Students who demonstrate understanding can:

  • 3-5-ETS1-2.Generate and compare multiple possible solutions to a problem based on how well each is likely to meet the criteria and constraints of the problem.
  • 3-5-ETS1-3.Plan and carry out fair tests in which variables are controlled and failure points are considered to identify aspects of a model or prototype that can be improved.

Standards for Technological Literacy – All Ages

The Nature of Technology

  • Standard 1: Students will develop an understanding of the characteristics and scope of technology.
  • Standard 2: Students will develop an understanding of the core concepts of technology.
  • Standard 3: Students will develop an understanding of the relationships among technologies and the connections between technology and other fields of study.

Technology and Society

  • Standard 5: Students will develop an understanding of the effects of technology on the environment.
  • Standard 6: Students will develop an understanding of the role of society in the development and use of technology.

Design

  • Standard 10: Students will develop an understanding of the role of troubleshooting, research and development, invention and innovation, and experimentation in problem solving.

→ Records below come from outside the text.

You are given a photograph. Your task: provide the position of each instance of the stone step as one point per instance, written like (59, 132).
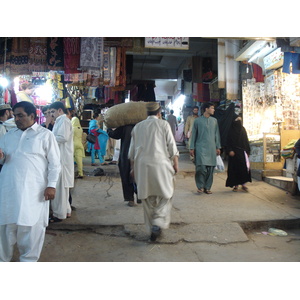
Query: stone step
(285, 183)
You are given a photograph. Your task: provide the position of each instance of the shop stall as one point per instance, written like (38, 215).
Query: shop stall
(271, 111)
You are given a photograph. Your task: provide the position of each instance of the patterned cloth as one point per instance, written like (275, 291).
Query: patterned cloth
(55, 53)
(91, 52)
(37, 57)
(19, 56)
(71, 54)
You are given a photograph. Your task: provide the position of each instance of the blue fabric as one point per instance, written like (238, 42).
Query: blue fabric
(102, 139)
(293, 58)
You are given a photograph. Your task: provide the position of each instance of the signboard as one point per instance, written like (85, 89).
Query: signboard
(180, 43)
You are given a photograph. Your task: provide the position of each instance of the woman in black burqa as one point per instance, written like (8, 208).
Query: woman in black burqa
(238, 150)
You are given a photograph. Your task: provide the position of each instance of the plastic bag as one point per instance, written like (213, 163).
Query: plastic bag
(220, 165)
(91, 138)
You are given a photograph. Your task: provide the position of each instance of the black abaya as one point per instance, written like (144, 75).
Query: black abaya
(237, 141)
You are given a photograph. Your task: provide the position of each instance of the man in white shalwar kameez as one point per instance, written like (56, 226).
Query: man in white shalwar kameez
(63, 132)
(154, 160)
(31, 167)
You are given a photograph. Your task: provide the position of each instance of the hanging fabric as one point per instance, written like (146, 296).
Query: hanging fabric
(232, 69)
(37, 58)
(71, 54)
(55, 53)
(19, 56)
(91, 53)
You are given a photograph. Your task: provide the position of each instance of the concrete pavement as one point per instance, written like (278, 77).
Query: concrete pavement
(222, 217)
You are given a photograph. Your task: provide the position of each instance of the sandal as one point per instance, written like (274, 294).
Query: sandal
(245, 188)
(54, 220)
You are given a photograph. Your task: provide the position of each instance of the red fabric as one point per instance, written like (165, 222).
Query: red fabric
(257, 73)
(95, 133)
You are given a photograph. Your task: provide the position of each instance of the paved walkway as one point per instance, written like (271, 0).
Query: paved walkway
(220, 217)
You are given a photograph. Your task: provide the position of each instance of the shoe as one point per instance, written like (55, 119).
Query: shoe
(155, 233)
(54, 220)
(244, 188)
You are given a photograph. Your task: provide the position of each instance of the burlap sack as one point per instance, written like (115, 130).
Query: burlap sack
(125, 114)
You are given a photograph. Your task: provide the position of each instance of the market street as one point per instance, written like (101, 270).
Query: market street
(224, 226)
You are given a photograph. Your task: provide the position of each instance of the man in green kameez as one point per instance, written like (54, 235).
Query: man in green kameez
(205, 146)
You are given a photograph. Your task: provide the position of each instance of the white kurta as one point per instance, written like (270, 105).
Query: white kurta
(152, 148)
(63, 132)
(31, 163)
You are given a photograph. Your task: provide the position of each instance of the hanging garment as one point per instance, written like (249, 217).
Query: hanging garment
(19, 56)
(71, 54)
(55, 52)
(91, 52)
(37, 58)
(289, 58)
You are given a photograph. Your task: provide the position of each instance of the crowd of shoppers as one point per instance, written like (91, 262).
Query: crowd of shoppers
(147, 160)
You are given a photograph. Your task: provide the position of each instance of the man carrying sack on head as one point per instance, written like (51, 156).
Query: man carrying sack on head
(154, 162)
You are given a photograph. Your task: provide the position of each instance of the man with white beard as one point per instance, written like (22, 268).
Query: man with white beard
(31, 167)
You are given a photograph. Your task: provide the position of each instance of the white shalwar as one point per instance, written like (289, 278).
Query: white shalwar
(31, 164)
(152, 149)
(63, 132)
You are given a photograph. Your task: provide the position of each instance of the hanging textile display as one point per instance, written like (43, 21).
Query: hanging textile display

Abilities for a Technological World

  • Standard 13: Students will develop abilities to assess the impact of products and systems.

Research Phase

Read the materials provided to you by your teacher. If you have access to the internet, also explore resources at www.trynano.org to learn more about nanotechnology and graphene.

Hypothesis

As a team, decide whether you think graphene (in ordinary pencil “lead”) would be an electrical conductor or an insulator.  Write a supporting paragraph for your hypothesis on the other side of this paper.

Test

Now, test your hypothesis!  Set up a simple circuit using connectors, an LED bulb, a battery, and other materials provided by your teacher. You’ll create a working circuit first — see if you can light the bulb!  Then, adjust your circuit so that the current must flow through a paper that you have rubbed lots of pencil onto.  (Do NOT attach the connectors to pencil lead that is still in a pencil.)  If you like, you can test other items provided by your teacher to see if they are conductors or insulators.

Observation and Results

Observe and discuss what happened — if anything — and compare the results with your team’s hypothesis.

Application Development

Based on the result of your experiment, as a team brainstorm on how graphene might be used to revolutionize a product.  Consider how lightweight and flexible the material is and prepare a brief presentation to your class about how graphene might either improve a product or allow the product to be made smaller.

Presentation and Reflection Phase

Present your original hypothesis and experiment observations to the class along with your team’s product application.  Listen to the presentations of the other teams and then complete the reflection sheet.

Reflection
Complete the reflection questions below:

1. How accurate was your hypothesis compared to what happened?

 

 

 

 

2. What surprised you about what you saw?

 

 

 

 

3. What new application for graphene that was presented by a team in your classroom was the most interesting to you? Why?

 

 

 

 

4. Do you think that engineers have to keep track of what is happening in research in order to improve on existing products or methods?

 

 

 

 

5. When a product is improved based on new research or materials, who do you think should be credited or compensated for the enhanced product?

 

 

 

 

6. Did you think that working as a team made this project easier or harder? Why?